Talking robots are nothing new. My toy robot, 2XL, could do that. He could even laugh, and make me laugh. But of course 2XL, like every talking machine since, wasn’t really exhibiting intelligence. Behind those words, were just some tricks. In 2XL’s case, it was a clever use of an 8-track tape.
And, as computer science has advanced, so too have the tricks. In fact, the tricks may be getting so advanced, that it soon may be impossible to tell where tricks stop and intelligence begins. Indeed, we may discover that intelligence is really just a very advanced bag of biological gimmicks.
But the language trick for computers is a serious challenge. I remember when I worked in a Board of Education office in Japan, one of my Japanese colleagues approached me with a print-out with some text on it. Looking it over I could see that it was English…or was supposed to be. The words were English alright, but their meaning was lost in a scramble of nonsensical grammatical errors. I was then told that this was the work of a computer translation program and I was asked to judge its quality. Well, I had no idea what it was talking about, even after several minutes of decoding work.
This kind of linguistic screw-up by a computer won’t surprise anyone. What would be surprising is a computer that could talk…for real. No matter how great our machines, they just can’t crack the mysteries of language (and frankly I think this is perhaps the most intriguing mystery yet to be solved).
Despite the difficulty, we are getting closer to intelligent machines, at remarkable speed. Google Translate is now catching people’s attention for its “uncanny” ability to get translation right much more of the time than we’ve been used to. And now, comes next week’s Jeopardy match-up between the two best Jeopardy players and a computer from IBM called Watson.

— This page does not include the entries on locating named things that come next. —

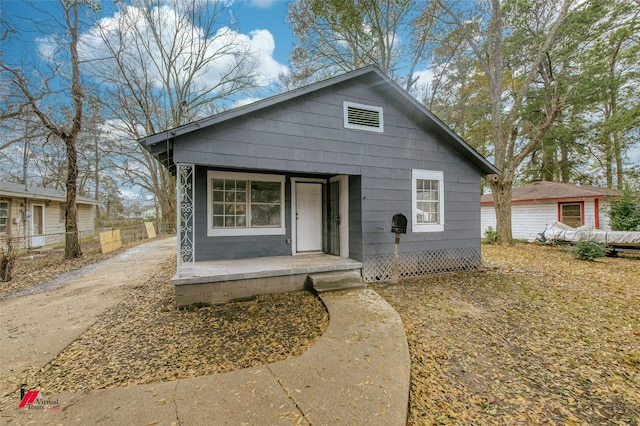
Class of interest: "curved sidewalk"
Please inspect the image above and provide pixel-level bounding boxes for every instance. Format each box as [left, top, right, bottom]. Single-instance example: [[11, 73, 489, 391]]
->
[[2, 290, 410, 425]]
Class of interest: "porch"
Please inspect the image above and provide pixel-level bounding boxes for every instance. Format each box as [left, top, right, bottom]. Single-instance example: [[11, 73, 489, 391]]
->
[[171, 253, 362, 306]]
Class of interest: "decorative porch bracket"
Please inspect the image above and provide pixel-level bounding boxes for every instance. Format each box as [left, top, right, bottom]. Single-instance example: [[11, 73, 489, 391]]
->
[[176, 163, 195, 277]]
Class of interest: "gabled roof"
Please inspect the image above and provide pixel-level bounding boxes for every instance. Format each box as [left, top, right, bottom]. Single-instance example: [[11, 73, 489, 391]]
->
[[0, 182, 98, 205], [480, 181, 620, 204], [138, 66, 500, 174]]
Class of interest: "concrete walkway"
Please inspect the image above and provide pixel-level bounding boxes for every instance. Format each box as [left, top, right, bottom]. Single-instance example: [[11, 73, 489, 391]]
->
[[0, 240, 410, 425]]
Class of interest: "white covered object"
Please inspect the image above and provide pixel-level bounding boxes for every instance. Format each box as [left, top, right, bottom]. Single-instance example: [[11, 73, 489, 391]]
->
[[540, 222, 640, 248]]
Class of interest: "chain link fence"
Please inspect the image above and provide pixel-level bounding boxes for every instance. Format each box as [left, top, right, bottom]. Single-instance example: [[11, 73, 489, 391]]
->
[[0, 222, 176, 254], [0, 222, 176, 282]]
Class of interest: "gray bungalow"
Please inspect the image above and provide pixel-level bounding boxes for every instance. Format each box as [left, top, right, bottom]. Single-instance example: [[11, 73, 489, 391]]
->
[[139, 67, 499, 305]]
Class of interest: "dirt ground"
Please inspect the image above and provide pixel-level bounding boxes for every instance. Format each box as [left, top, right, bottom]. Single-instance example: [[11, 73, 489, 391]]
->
[[374, 244, 640, 425]]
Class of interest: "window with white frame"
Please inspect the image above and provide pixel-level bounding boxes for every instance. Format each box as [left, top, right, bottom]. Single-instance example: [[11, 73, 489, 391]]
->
[[411, 170, 444, 232], [207, 171, 285, 236], [0, 200, 9, 234]]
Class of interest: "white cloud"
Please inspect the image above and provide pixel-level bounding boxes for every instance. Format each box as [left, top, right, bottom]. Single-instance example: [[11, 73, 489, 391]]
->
[[250, 30, 289, 86], [81, 5, 289, 88]]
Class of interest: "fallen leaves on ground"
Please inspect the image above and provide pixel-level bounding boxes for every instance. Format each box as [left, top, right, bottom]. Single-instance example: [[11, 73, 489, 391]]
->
[[373, 244, 640, 425], [17, 261, 328, 394]]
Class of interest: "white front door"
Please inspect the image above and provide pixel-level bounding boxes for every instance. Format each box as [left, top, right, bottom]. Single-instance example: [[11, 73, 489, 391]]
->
[[295, 183, 322, 253], [31, 204, 44, 247]]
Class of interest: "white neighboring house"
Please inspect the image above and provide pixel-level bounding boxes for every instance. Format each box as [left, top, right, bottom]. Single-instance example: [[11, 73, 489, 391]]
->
[[480, 181, 620, 241], [0, 182, 98, 248]]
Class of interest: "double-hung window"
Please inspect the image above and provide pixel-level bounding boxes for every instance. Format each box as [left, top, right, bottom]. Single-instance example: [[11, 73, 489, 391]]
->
[[207, 171, 285, 236], [411, 170, 444, 232]]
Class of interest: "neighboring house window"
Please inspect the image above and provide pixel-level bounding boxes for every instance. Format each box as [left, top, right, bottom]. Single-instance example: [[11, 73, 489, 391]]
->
[[558, 202, 584, 228], [207, 171, 285, 236], [411, 170, 444, 232], [343, 102, 384, 133], [0, 200, 9, 234]]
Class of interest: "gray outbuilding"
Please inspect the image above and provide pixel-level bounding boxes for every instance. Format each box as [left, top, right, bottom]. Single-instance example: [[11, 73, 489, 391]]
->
[[139, 67, 499, 304]]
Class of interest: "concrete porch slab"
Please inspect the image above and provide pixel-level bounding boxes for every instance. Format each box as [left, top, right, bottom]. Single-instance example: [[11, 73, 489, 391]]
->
[[171, 253, 362, 306]]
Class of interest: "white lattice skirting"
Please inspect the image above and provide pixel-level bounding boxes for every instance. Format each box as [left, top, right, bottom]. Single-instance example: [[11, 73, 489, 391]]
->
[[362, 248, 482, 282]]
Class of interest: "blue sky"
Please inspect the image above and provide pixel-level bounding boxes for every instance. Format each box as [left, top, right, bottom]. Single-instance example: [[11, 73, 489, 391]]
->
[[0, 0, 293, 73]]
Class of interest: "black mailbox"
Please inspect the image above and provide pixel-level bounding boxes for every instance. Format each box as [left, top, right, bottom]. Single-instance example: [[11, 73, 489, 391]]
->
[[391, 213, 407, 234]]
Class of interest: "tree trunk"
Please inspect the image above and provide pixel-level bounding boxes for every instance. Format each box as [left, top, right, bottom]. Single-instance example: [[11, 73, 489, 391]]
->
[[489, 176, 513, 246]]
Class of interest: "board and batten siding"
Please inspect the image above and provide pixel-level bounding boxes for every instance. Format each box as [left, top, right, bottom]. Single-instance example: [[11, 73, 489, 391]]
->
[[480, 199, 611, 242], [178, 76, 480, 272]]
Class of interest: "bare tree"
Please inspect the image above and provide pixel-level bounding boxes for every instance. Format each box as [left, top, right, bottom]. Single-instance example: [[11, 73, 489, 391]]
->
[[439, 0, 576, 244], [284, 0, 435, 90], [0, 0, 91, 259]]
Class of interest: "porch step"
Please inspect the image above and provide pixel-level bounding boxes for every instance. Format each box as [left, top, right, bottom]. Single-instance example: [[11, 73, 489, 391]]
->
[[307, 270, 367, 293]]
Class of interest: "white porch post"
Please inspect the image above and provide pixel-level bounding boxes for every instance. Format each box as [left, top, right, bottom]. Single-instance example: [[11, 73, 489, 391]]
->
[[176, 163, 196, 277]]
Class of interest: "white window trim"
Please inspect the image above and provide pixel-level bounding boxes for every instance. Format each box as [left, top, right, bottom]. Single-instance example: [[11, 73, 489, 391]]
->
[[411, 169, 444, 232], [342, 101, 384, 133], [207, 170, 286, 237]]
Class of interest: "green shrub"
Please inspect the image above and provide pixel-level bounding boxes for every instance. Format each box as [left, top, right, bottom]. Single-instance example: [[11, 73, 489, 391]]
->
[[571, 241, 605, 260]]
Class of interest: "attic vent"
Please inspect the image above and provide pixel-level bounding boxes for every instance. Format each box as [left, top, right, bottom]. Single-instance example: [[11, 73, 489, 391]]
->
[[344, 102, 384, 132]]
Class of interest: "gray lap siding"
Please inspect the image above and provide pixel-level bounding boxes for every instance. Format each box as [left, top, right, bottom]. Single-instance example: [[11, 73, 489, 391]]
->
[[174, 78, 480, 261]]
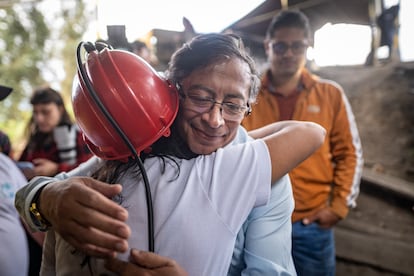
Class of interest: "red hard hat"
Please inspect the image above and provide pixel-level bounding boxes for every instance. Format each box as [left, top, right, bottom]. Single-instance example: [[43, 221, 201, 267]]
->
[[72, 42, 178, 160]]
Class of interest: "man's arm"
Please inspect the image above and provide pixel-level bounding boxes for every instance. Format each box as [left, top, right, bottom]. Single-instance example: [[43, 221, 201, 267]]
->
[[228, 127, 296, 276], [15, 156, 130, 257]]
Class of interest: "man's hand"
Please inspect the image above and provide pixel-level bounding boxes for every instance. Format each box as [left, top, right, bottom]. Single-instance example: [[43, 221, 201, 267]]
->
[[39, 177, 131, 257], [302, 208, 341, 229], [32, 158, 59, 176], [105, 249, 188, 276]]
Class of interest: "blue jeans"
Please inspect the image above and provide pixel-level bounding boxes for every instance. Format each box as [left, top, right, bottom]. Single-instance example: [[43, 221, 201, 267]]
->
[[292, 221, 335, 276]]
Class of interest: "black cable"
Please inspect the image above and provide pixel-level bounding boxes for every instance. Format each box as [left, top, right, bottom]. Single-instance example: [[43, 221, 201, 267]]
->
[[76, 42, 155, 252]]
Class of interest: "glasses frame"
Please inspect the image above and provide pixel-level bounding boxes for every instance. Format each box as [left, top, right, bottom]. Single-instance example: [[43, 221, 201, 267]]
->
[[177, 84, 251, 121], [269, 40, 309, 56]]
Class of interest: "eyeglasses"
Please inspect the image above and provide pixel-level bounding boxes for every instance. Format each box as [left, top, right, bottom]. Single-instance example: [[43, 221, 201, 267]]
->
[[271, 41, 308, 55], [181, 89, 251, 121]]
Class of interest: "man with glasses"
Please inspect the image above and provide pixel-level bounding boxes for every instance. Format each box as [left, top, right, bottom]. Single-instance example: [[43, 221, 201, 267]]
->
[[243, 10, 363, 276]]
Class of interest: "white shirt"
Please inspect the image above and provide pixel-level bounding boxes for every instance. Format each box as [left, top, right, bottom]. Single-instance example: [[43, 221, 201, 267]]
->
[[42, 140, 271, 276]]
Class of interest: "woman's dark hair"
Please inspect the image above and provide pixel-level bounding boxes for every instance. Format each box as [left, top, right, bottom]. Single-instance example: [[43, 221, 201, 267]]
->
[[94, 33, 260, 183], [165, 33, 260, 104]]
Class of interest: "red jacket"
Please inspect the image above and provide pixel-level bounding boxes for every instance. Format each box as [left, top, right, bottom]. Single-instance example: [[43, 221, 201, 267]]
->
[[19, 126, 93, 172], [242, 70, 363, 222]]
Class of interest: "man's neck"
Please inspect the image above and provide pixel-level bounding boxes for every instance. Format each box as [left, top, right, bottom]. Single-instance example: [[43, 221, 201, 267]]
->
[[270, 70, 302, 97]]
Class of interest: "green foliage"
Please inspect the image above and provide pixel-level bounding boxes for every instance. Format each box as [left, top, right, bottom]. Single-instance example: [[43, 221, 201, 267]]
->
[[0, 0, 90, 151]]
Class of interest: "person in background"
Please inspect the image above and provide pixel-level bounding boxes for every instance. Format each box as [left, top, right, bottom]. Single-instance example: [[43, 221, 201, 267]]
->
[[19, 87, 92, 275], [19, 87, 92, 179], [0, 130, 12, 157], [131, 40, 152, 64], [242, 10, 363, 276], [16, 34, 324, 275], [0, 86, 29, 276]]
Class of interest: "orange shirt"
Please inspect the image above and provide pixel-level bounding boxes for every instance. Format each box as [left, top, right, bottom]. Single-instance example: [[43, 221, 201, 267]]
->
[[242, 69, 363, 221]]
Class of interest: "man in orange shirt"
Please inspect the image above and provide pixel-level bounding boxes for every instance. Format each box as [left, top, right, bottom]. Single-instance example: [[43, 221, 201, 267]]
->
[[243, 10, 363, 276]]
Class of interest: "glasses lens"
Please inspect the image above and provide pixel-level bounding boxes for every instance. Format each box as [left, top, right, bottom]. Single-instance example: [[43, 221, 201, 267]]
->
[[290, 41, 307, 55], [186, 95, 248, 121], [272, 42, 289, 55], [272, 41, 308, 55]]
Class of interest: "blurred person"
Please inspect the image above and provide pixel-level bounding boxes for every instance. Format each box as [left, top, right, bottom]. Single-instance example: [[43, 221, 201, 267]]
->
[[243, 10, 363, 276], [0, 130, 12, 157], [18, 87, 92, 275], [0, 86, 29, 276], [19, 87, 92, 179], [16, 34, 326, 275], [131, 40, 152, 64]]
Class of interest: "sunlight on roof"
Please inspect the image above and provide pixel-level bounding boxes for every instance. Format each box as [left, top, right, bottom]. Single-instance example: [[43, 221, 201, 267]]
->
[[310, 23, 371, 66]]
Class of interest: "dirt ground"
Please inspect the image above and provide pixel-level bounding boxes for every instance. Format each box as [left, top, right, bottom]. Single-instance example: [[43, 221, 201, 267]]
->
[[316, 59, 414, 182], [315, 63, 414, 276]]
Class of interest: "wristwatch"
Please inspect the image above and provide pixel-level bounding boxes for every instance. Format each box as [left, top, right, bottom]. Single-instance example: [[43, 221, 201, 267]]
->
[[29, 185, 52, 231]]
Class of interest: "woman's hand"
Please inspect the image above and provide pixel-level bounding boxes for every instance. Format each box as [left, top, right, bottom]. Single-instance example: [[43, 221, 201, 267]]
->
[[38, 177, 131, 257], [105, 249, 188, 276]]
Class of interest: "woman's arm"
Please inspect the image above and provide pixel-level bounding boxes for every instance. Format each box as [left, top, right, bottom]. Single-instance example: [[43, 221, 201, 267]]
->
[[262, 121, 326, 183]]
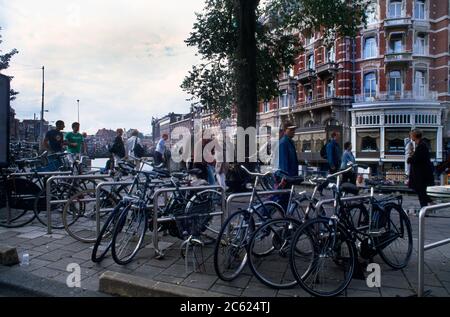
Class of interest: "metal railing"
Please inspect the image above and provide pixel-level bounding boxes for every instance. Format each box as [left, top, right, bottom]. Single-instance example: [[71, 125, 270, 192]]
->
[[45, 175, 111, 234], [417, 203, 450, 297], [152, 185, 225, 258]]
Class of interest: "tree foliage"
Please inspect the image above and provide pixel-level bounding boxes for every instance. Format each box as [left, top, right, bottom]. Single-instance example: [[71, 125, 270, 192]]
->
[[181, 0, 370, 127], [0, 27, 19, 101]]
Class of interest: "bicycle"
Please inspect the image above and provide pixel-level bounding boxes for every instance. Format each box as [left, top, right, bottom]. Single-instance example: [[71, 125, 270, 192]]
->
[[290, 165, 412, 297], [214, 166, 285, 281]]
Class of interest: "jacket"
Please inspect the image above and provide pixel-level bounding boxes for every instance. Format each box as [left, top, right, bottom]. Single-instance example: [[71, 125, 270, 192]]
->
[[407, 141, 435, 191], [278, 135, 299, 176]]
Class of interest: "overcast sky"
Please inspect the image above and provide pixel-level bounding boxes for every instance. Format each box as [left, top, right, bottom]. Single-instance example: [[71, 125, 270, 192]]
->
[[0, 0, 204, 133]]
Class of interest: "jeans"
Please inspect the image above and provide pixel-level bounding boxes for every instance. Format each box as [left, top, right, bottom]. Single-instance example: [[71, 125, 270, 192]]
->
[[206, 164, 216, 185]]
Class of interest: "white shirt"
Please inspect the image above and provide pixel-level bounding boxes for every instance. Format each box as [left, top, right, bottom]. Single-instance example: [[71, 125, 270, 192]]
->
[[126, 136, 142, 156]]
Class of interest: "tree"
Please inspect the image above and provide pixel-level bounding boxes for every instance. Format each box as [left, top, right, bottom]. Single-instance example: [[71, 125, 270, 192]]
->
[[181, 0, 371, 129], [0, 27, 19, 101]]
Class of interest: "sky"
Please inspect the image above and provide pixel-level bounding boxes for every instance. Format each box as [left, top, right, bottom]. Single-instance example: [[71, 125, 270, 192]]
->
[[0, 0, 204, 134]]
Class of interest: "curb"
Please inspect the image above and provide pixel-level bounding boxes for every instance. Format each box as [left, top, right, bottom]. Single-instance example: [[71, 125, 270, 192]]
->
[[99, 271, 225, 297], [0, 266, 109, 297], [0, 245, 20, 266]]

[A small aside here: 2XL once told me how Stanley Kubrick came up with the name for HAL, the killer AI computer in 2001: A Space Odyssey. Kubrick just took the letters IBM and used the letters that preceded them in the alphabet. After explaining this, 2XL then gave one his endearingly ridiculous laughs.]
Anyway, it was interesting when Deep Blue (that other wonderbot from IBM) beat the world’s greatest chess player, Garry Kasparov…but that wasn’t really that amazing since we’ve known that games are often just plays on probabilities and statistics, things that computers can do quite well. Jeopardy, on the other hand, that’s a game based on language…at least to a large extent…so getting Watson to even be able to compete is a big deal.
As a librarian, this is starting to cross the interesting-line. Watching Watson tackle complex questions (or answers in the case of Jeopardy), sorting through the immensity of online databases and digital materials and then coming up with the right answer (in spoken language no less!), well, this is worth a standing ovation, if only Watson would appreciate that. In a sense, he’s doing reference work…a very challenging job indeed.
But watching this spectacle, you can quickly see the potential for online versions of Watson, which hopefully IBM will be working toward shortly after their PR coup on America’s smartest quiz show whets our appetite for interfacing with this proto-entity. We’ve seen similar tools through Google and, especially, through Wolfram-Alpha, which can use natural language questions and return quite accurate results. But what is really neat about Watson, is that he can actually learn from mistakes and get better over time.
Remember my posting about the kinds of skills incoming librarians need? Add statistics and computer learning theory to the mix. And if you’re Watson, take a tip from 2XL, and get yourself a cute laugh. People won’t be afraid of you so much.